El grupo reportará a la dirección de innovación de la firma, lo que refleja la intención de integrar la nueva capacidad dentro del núcleo estratégico de la gestora. Además, Franklin Templeton ya contaba con experiencia previa en productos tokenizados y en el lanzamiento de los primeros ETF de bitcoin en 2026, por lo que esta compra profundiza una apuesta en curso.
Qué incluye la operación
En la adquisición, Franklin Templeton incorpora tanto al personal como a las estrategias de inversión gestionadas por 250 Digital, pasando a ofrecerlas desde una unidad interna: Franklin Crypto. El acuerdo contempla que parte de la contraprestación se abone con tokens BENJI, vinculados al fondo monetario on-chain de la gestora, una aproximación pionera a pagos y liquidaciones en blockchain. Tokens BENJI en este contexto se refieren a los activos digitales que representan participaciones del fondo y que Franklin Templeton ha utilizado para sus iniciativas on-chain.
Equipo y liderazgos
El liderazgo de la nueva división combinará talento procedente de CoinFund y del propio Franklin Templeton, con roles definidos para gestionar inversiones y producto. Christopher Perkins asumirá la dirección de la unidad, mientras que Seth Ginns tomará responsabilidades como director de inversiones, apoyados por ejecutivos internos de activos digitales. Esta fusión de capacidades pretende ofrecer soluciones institucionales más sofisticadas, dirigidas a clientes como fondos de pensiones y fondos soberanos que demandan estructuras de exposición a cripto con controles de custodia, gobernanza y cumplimiento.

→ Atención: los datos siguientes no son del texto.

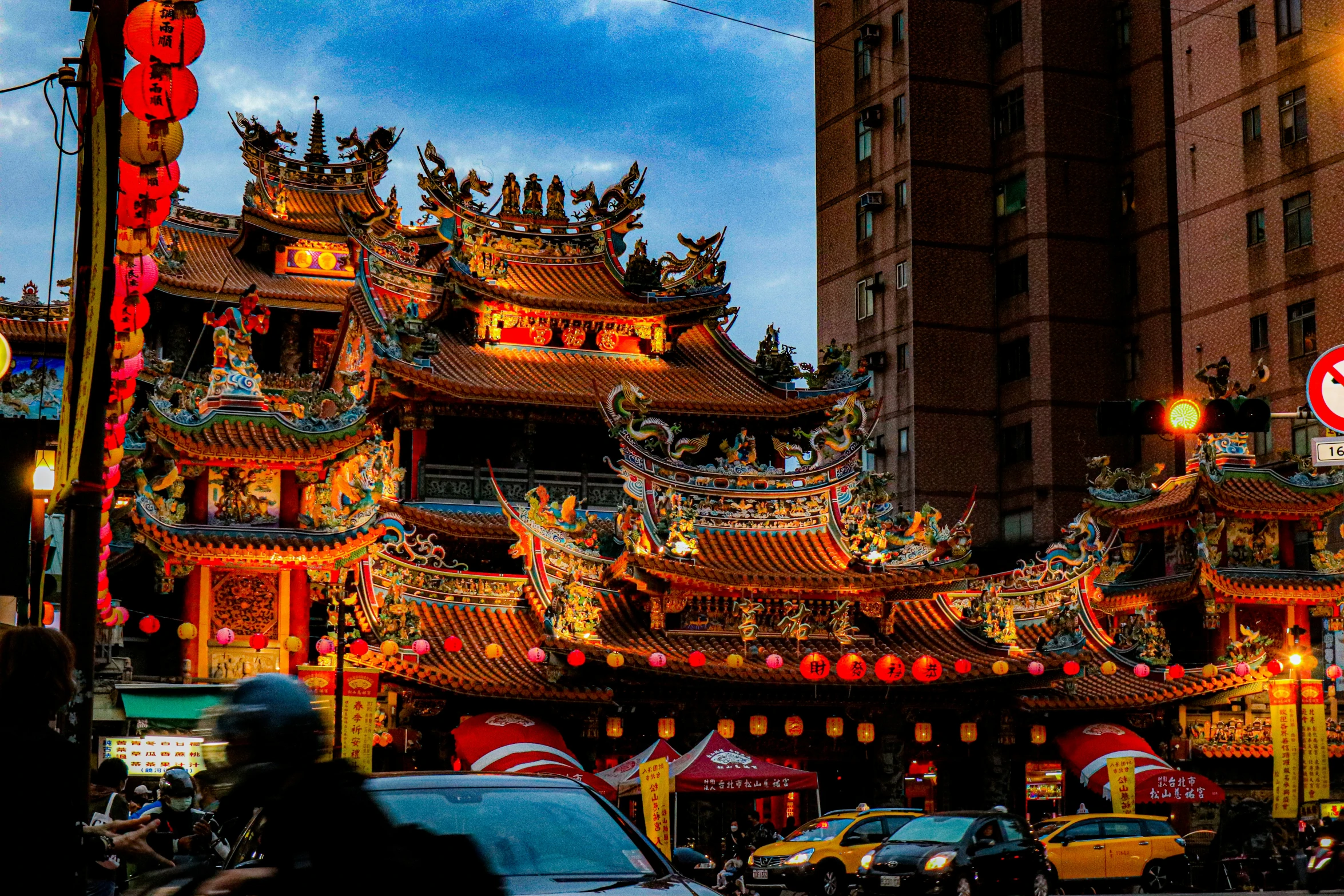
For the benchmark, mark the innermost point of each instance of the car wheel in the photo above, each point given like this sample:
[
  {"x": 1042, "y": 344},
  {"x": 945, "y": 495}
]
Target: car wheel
[{"x": 1156, "y": 880}]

Oferta institucional y estrategia
Franklin Crypto se presenta como una respuesta a la creciente demanda institucional por exposición a activos digitales mediante estrategias activas. La firma gestionaba previamente aproximadamente 1.8 mil millones de dólares en activos digitales según sus comunicaciones, y ahora busca escalar ese negocio con productos dirigidos específicamente a grandes inversores. Oferta institucional aquí denota soluciones con niveles de personalización, procesos de debida diligencia y marcos de riesgo adaptados a inversionistas institucionales, en contraste con los productos minoristas tradicionales.

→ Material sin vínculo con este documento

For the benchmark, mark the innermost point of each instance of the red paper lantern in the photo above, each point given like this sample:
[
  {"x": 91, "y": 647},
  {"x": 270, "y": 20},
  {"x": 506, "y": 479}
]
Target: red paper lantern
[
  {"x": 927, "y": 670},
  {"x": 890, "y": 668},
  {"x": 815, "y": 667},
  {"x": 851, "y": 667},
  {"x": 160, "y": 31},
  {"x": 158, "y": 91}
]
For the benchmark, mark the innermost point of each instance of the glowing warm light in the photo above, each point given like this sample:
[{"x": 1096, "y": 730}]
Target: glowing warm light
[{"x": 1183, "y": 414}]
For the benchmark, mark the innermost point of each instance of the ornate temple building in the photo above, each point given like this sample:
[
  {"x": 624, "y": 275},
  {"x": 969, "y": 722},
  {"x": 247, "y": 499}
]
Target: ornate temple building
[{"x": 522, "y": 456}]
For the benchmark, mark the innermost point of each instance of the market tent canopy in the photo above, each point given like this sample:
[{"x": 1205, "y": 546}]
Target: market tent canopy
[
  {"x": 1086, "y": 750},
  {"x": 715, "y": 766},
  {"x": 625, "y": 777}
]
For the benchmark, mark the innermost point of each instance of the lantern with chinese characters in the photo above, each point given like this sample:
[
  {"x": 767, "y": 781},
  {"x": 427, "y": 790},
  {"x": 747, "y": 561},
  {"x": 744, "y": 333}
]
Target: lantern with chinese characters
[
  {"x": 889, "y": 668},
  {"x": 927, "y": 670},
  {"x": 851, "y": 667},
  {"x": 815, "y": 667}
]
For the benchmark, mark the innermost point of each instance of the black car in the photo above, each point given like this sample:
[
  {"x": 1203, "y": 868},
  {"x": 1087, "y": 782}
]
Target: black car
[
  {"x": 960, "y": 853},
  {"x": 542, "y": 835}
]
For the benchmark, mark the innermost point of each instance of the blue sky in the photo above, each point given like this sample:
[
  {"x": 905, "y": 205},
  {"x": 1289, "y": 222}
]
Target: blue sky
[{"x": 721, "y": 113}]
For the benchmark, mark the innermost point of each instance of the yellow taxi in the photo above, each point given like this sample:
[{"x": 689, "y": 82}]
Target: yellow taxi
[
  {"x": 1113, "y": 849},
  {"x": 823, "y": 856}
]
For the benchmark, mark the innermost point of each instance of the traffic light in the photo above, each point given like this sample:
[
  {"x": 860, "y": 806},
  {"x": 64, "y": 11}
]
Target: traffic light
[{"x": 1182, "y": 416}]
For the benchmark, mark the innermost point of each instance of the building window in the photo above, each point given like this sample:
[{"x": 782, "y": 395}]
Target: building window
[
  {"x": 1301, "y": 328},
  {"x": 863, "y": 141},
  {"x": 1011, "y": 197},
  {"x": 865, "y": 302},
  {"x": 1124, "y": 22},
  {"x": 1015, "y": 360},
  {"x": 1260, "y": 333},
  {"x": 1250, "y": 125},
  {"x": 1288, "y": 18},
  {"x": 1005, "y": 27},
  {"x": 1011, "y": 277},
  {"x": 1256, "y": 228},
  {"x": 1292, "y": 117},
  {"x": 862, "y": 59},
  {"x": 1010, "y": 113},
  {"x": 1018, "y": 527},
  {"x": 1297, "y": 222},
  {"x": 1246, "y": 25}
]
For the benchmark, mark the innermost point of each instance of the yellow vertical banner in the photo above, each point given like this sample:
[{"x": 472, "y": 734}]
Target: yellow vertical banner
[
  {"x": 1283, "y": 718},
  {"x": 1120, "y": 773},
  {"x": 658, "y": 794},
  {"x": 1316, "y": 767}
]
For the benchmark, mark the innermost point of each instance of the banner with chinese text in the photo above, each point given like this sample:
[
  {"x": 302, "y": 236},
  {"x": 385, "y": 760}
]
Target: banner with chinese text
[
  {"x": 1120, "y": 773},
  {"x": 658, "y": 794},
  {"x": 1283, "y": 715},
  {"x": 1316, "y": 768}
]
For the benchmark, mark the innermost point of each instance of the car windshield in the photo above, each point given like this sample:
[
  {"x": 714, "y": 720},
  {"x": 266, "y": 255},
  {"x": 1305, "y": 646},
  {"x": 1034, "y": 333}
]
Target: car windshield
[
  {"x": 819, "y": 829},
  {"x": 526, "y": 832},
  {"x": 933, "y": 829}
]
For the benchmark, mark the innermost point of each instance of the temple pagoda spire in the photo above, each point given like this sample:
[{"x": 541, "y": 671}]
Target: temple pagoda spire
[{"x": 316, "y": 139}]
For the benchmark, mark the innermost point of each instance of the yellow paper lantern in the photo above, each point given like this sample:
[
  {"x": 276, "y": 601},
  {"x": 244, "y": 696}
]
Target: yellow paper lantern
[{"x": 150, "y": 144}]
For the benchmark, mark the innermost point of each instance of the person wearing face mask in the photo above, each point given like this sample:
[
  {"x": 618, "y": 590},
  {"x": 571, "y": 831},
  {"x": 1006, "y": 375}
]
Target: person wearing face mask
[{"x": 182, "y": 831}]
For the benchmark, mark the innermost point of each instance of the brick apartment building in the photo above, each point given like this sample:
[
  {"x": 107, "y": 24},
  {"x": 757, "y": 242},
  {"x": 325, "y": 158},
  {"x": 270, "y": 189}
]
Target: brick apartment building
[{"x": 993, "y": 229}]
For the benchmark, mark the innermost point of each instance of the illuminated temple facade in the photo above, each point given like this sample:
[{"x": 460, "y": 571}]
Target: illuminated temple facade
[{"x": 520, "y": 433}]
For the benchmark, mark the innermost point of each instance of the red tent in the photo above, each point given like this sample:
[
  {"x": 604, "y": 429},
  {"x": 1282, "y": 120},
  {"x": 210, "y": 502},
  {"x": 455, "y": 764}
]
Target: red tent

Innovación en tokenización y liquidaciones on-chain
Una de las novedades más relevantes del movimiento es el uso de activos tokenizados como parte del pago por la adquisición, lo que marca un hito en la aplicación práctica de la tokenización en fusiones y adquisiciones. Franklin Templeton ya había lanzado un fondo tokenizado en 2026 y extendió su accesibilidad a Ethereum y otras redes en 2026, por lo que esta operación actúa como un paso hacia la ejecución de transacciones corporativas con elementos on-chain. Tokenización hace referencia al proceso de representar derechos financieros mediante tokens en una cadena de bloques para facilitar la liquidación y la trazabilidad.

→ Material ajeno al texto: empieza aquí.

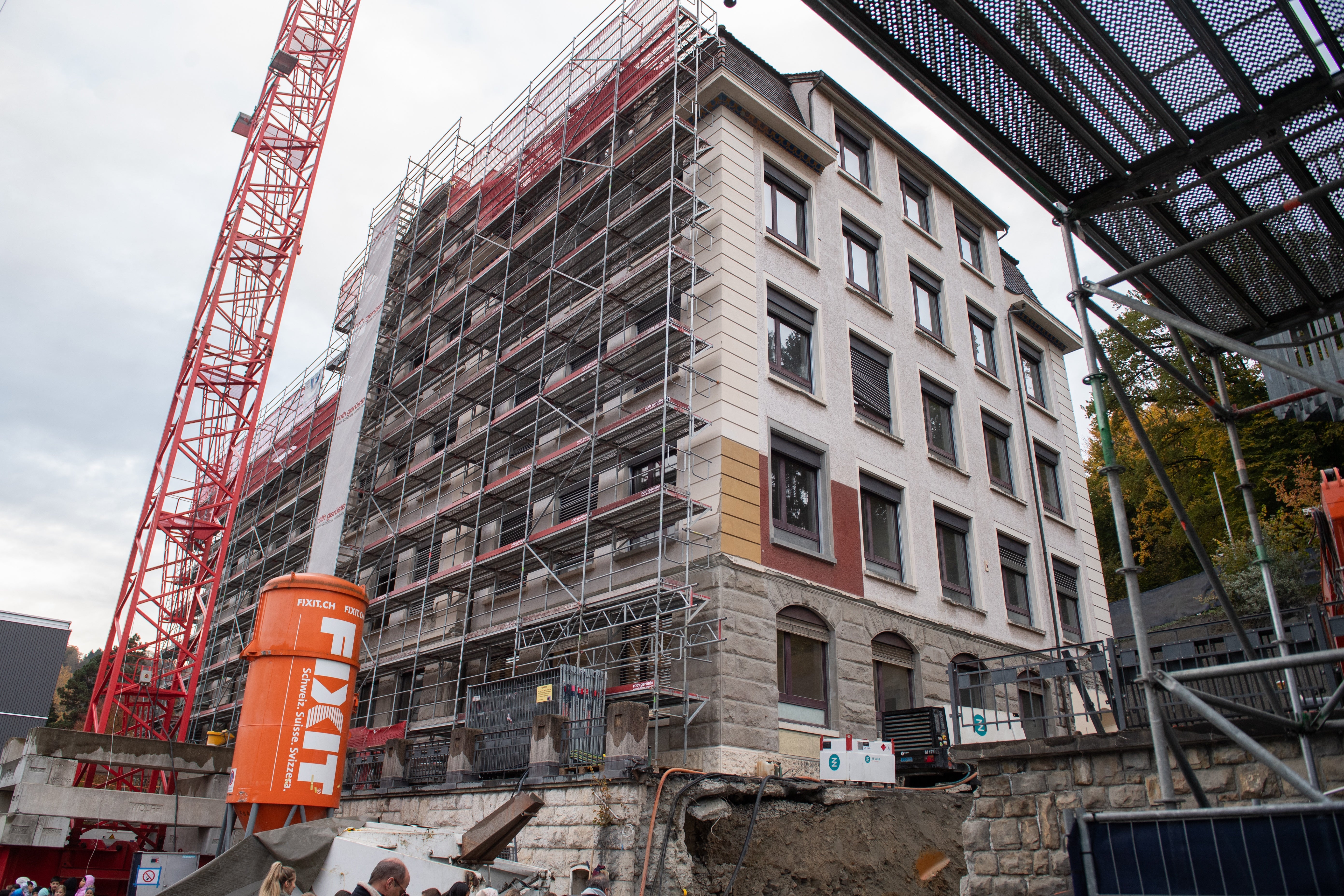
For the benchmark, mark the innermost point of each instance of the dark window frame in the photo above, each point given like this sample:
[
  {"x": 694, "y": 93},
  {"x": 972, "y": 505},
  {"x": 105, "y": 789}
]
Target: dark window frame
[
  {"x": 811, "y": 620},
  {"x": 971, "y": 238},
  {"x": 945, "y": 398},
  {"x": 915, "y": 190},
  {"x": 779, "y": 182},
  {"x": 960, "y": 526},
  {"x": 1014, "y": 561},
  {"x": 781, "y": 452},
  {"x": 1033, "y": 370},
  {"x": 855, "y": 236},
  {"x": 1066, "y": 593},
  {"x": 784, "y": 311},
  {"x": 875, "y": 389},
  {"x": 1048, "y": 464},
  {"x": 996, "y": 429},
  {"x": 850, "y": 138},
  {"x": 935, "y": 288},
  {"x": 972, "y": 696},
  {"x": 873, "y": 490},
  {"x": 986, "y": 324}
]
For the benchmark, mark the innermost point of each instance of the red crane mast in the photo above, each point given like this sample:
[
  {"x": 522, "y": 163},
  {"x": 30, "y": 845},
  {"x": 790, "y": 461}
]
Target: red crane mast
[{"x": 152, "y": 659}]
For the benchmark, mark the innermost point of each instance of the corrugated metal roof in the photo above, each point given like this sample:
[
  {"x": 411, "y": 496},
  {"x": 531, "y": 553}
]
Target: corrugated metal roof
[{"x": 30, "y": 661}]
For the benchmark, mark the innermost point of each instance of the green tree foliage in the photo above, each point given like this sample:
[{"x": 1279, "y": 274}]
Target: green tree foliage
[
  {"x": 1194, "y": 448},
  {"x": 72, "y": 703}
]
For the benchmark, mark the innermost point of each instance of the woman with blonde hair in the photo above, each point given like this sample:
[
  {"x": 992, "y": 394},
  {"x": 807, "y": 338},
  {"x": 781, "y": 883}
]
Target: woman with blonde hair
[{"x": 280, "y": 882}]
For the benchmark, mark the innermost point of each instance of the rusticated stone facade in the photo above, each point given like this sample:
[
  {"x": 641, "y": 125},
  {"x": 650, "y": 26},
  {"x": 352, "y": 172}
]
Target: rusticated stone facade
[{"x": 1015, "y": 837}]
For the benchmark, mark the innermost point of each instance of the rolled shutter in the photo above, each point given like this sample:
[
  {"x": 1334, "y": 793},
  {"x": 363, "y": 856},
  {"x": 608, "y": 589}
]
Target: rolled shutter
[{"x": 871, "y": 379}]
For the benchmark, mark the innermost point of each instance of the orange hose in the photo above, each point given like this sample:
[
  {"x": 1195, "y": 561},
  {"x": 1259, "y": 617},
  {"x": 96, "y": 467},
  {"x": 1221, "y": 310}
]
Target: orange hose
[{"x": 654, "y": 817}]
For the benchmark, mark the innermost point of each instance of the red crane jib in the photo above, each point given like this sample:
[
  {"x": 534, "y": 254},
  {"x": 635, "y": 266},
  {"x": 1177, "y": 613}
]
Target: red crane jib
[{"x": 179, "y": 553}]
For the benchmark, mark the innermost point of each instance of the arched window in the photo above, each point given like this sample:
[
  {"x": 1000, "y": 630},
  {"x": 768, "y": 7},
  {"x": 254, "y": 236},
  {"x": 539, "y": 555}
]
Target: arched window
[
  {"x": 802, "y": 639},
  {"x": 893, "y": 673},
  {"x": 972, "y": 682}
]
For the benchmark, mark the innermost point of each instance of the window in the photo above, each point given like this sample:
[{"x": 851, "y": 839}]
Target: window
[
  {"x": 427, "y": 561},
  {"x": 972, "y": 682},
  {"x": 996, "y": 451},
  {"x": 953, "y": 555},
  {"x": 916, "y": 198},
  {"x": 654, "y": 469},
  {"x": 937, "y": 402},
  {"x": 790, "y": 338},
  {"x": 1013, "y": 559},
  {"x": 893, "y": 668},
  {"x": 968, "y": 242},
  {"x": 576, "y": 500},
  {"x": 802, "y": 639},
  {"x": 1033, "y": 382},
  {"x": 881, "y": 526},
  {"x": 787, "y": 203},
  {"x": 861, "y": 250},
  {"x": 983, "y": 339},
  {"x": 871, "y": 383},
  {"x": 1066, "y": 592},
  {"x": 1048, "y": 472},
  {"x": 793, "y": 491},
  {"x": 854, "y": 151},
  {"x": 927, "y": 304}
]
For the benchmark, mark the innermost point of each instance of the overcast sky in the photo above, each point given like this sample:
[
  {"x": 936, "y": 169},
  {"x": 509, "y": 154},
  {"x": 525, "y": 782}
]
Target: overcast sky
[{"x": 119, "y": 161}]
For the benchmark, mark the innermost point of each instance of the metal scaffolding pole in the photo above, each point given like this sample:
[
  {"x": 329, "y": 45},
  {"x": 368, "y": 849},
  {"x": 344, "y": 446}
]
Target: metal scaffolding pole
[
  {"x": 1263, "y": 561},
  {"x": 1117, "y": 506}
]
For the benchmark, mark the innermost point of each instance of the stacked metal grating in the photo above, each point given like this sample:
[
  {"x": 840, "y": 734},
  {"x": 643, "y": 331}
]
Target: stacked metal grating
[
  {"x": 1151, "y": 126},
  {"x": 522, "y": 497}
]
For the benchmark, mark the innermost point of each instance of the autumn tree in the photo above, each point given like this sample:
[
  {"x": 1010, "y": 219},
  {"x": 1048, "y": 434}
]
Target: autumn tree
[{"x": 1194, "y": 449}]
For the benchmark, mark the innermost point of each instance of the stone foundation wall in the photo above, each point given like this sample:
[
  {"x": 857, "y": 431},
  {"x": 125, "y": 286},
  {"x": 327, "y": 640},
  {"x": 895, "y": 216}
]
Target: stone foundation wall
[
  {"x": 1015, "y": 835},
  {"x": 584, "y": 821}
]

Implicaciones para el mercado
Al apostar por una unidad dedicada y por pagos con tokens BENJI, Franklin Templeton está enviando una señal a otras gestoras: el mercado institucional de cripto está madurando. La adquisición, que se espera cerrar en el segundo trimestre de 2026 sujeta a aprobaciones, podría acelerar la normalización de prácticas on-chain en entornos regulados y fomentar productos más complejos para grandes clientes. Aunque el mercado de criptomonedas sigue mostrando volatilidad, la ausencia de colapsos sistémicos recientes sugiere que las instituciones están dispuestas a avanzar en esta clase de activos con mayor cautela y sofisticación.